BB10 represents Waterloo, Ontario-based RIM's best hope of persuading both corporations and government users to stick with its smartphones, long valued for their strong security features. RIM promises the new line, powered by the BlackBerry 10 operating system, will perform more smoothly and with more speed than previous BlackBerrys.

ICE is one of the customers it hopes to win over.

"Our priority is to ensure that ICE and all government agencies understand the full capabilities of the new BlackBerry 10 platform and how it can help them meet their mobility needs today and in the future," said Scott Totzke, RIM's senior vice president of BlackBerry Security.

ICE in October announced plans to end a long relationship with RIM, saying that its aging lineup of BlackBerry devices could "no longer meet the mobile technology needs of the agency." At the time, ICE said it would buy iPhones for about 17,600 employees.

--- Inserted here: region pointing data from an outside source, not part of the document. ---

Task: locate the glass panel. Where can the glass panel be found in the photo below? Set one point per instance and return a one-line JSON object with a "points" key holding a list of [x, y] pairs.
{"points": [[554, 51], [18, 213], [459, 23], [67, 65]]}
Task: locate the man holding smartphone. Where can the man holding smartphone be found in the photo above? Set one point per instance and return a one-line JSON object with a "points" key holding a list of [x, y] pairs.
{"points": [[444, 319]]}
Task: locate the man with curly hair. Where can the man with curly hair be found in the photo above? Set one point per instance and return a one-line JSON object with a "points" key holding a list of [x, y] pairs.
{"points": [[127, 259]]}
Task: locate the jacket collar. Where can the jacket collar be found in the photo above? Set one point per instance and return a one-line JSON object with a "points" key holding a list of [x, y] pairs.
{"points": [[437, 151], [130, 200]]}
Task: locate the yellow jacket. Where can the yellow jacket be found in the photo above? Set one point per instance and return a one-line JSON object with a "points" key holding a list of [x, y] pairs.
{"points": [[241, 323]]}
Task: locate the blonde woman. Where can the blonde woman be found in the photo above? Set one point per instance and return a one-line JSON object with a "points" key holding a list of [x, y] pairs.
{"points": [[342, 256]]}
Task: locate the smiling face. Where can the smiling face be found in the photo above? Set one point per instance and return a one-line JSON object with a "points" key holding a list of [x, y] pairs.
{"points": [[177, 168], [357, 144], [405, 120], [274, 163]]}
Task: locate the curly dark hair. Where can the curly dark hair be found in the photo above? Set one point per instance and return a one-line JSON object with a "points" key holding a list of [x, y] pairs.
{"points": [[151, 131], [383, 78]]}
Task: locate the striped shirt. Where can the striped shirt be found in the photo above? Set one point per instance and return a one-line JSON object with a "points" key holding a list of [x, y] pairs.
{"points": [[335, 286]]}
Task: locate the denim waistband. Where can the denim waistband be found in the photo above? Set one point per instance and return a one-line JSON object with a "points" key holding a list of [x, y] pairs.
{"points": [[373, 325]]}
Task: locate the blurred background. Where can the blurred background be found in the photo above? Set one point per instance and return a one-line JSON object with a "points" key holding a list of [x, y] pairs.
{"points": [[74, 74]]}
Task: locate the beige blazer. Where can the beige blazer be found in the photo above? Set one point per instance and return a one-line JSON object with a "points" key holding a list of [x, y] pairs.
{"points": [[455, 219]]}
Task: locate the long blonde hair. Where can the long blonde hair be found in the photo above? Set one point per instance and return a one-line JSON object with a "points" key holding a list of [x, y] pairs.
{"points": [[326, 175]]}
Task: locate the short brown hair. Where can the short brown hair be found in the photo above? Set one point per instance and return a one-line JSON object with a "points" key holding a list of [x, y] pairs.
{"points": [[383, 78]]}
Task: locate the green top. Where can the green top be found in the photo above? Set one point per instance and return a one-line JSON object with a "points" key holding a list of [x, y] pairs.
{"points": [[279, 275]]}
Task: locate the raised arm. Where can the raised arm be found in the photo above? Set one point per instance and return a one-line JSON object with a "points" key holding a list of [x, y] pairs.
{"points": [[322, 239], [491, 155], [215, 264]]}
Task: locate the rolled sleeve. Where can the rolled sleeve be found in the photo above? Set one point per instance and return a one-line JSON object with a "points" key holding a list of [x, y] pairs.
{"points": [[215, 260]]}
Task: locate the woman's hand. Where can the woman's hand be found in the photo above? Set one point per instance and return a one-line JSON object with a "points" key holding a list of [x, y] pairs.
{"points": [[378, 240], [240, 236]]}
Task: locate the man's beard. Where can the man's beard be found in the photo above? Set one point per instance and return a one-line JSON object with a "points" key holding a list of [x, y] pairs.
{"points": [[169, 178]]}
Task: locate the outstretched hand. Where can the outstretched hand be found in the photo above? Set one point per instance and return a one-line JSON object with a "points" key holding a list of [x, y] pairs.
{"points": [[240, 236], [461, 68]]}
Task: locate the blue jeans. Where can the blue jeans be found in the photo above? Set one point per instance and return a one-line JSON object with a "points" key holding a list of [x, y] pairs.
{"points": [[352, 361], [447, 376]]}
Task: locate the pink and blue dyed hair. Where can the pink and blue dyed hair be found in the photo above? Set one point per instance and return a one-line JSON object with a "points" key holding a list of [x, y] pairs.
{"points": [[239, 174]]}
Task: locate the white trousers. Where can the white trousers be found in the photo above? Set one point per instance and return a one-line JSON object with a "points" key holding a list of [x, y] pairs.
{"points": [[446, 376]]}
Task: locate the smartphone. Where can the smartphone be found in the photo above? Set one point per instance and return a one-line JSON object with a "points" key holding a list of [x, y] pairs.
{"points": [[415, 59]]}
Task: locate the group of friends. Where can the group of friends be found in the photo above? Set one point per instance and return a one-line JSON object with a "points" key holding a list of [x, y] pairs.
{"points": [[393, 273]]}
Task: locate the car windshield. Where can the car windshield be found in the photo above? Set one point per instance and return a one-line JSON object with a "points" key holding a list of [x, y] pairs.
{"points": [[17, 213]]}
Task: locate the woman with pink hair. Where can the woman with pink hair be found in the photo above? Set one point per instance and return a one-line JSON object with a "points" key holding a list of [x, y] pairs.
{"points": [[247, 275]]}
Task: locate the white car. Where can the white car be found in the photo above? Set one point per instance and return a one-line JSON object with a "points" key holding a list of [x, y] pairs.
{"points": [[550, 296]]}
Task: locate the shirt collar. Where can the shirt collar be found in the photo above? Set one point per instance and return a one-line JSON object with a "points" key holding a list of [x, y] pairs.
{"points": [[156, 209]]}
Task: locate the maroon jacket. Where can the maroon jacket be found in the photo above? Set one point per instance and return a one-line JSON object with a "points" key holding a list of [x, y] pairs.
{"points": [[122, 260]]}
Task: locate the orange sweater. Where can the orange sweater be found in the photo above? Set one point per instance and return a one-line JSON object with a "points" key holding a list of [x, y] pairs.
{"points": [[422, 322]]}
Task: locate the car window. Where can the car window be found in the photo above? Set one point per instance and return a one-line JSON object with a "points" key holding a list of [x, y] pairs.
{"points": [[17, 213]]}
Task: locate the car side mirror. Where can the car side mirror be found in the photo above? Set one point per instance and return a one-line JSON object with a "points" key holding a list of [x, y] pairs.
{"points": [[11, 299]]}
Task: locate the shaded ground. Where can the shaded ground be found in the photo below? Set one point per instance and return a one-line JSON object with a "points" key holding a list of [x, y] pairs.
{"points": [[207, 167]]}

A spokeswoman for the agency said on Thursday ICE is not backing away from either Apple or RIM.

"Given the nature of a rapidly evolving marketplace for mobile computing and the rising expectations of our users ... the pilot with RIM is a prudent technology management practice," said Barbara Gonzalez, the agency's press secretary.

Gonzalez said the agency is developing mobile applications for law enforcement and it is looking into how BlackBerry 10 may be able to provide mobility solutions in the future.

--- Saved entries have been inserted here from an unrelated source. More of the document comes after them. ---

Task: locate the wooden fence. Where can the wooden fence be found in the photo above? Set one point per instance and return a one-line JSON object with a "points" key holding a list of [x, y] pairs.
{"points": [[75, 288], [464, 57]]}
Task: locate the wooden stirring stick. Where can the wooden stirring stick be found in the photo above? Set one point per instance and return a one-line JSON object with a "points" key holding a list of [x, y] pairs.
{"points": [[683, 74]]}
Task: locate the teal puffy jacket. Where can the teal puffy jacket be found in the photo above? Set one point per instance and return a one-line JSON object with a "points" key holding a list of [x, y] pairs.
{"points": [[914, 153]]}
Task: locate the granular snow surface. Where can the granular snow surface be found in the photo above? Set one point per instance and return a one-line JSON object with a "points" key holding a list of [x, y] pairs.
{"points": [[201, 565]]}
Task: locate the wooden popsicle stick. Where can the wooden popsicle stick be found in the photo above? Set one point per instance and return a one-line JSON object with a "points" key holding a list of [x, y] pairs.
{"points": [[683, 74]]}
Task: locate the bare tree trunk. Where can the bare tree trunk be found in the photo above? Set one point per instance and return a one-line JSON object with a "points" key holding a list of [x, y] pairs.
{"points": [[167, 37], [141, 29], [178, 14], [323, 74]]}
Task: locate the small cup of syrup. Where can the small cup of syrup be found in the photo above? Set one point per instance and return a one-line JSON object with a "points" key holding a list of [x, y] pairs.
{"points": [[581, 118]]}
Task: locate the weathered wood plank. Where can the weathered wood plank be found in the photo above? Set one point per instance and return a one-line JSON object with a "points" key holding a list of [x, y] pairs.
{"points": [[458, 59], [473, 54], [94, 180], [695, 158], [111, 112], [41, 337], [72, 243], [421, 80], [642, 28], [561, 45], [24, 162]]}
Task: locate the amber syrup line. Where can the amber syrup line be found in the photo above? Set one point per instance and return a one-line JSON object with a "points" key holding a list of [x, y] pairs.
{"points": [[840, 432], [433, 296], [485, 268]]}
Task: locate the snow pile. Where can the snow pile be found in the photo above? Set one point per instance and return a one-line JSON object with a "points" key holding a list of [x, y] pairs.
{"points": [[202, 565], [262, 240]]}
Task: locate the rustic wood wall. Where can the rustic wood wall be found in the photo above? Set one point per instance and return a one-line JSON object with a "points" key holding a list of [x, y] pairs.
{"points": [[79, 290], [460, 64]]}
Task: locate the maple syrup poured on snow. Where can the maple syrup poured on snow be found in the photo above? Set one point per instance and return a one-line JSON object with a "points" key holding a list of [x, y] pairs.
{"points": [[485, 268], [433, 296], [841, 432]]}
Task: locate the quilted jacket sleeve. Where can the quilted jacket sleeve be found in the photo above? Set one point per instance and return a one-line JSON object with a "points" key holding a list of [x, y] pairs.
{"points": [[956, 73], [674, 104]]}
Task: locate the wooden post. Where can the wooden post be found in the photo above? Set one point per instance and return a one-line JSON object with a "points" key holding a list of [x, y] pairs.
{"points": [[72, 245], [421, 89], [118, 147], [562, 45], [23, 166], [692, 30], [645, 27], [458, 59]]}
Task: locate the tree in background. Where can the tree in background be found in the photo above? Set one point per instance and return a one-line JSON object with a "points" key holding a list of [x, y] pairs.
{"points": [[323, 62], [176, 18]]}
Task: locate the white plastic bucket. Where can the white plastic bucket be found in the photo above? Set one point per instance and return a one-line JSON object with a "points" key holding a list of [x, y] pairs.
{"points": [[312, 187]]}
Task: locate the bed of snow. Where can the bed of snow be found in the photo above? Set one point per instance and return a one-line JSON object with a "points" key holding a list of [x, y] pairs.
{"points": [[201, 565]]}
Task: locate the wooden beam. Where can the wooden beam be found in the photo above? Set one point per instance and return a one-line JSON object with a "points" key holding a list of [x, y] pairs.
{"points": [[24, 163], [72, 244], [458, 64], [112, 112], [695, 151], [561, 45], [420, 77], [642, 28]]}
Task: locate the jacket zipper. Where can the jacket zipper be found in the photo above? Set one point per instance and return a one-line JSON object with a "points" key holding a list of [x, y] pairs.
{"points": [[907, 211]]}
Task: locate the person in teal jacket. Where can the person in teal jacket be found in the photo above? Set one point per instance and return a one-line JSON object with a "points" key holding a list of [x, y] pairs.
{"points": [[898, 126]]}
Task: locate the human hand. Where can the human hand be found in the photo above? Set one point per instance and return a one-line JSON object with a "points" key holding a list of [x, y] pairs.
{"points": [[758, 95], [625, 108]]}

"ICE and RIM have had a long and good relationship, and we plan to continue that relationship," she said.

SECURITY ADVANTAGE

Last month, RIM said it had won a much-coveted U.S. government security clearance for its BlackBerry 10 devices and its new enterprise management platform.

The company said it was the first time a BlackBerry product had won Federal Information Processing Standard (FIPS) 140-2 certification ahead of launch.

The certification, from the National Institute of Standards and Technology, is one of the minimum criteria for products used by U.S. government agencies and other regulated industries that store, transfer, share and disseminate sensitive information.

The stamp of approval gives many of RIM's security-conscious enterprise clients confidence that data on smartphones running BlackBerry 10 can be properly secured and encrypted.

RIM, which has begun beta testing its mobile device management software BlackBerry Enterprise Service 10 with a handful of key enterprise customers, said ICE will be one of the first government organizations to pilot the BlackBerry 10 devices.

SHARES SURGE

RIM shares closed on Thursday 4.1 percent higher at $13.86, after rising as high as $14.16 on the Nasdaq. Its Toronto-listed shares ended the day 3.7 percent higher at C$13.63.

A day earlier RIM shares rallied after favorable comments by Eric Jackson, a long-time bear on RIM's stock. In a piece published on Thestreet.com, he wrote that he now has a long position in RIM, dropping his bets that the stock would drop.

Jackson said the positive sentiment building in RIM's stock is unlikely to dissipate any time soon. He said many of RIM's 80 million subscribers are likely to upgrade to the BB10 when the new devices are launched.

The stock has more than doubled in price since September 24, when RIM's shares were trading slightly above the $6 level.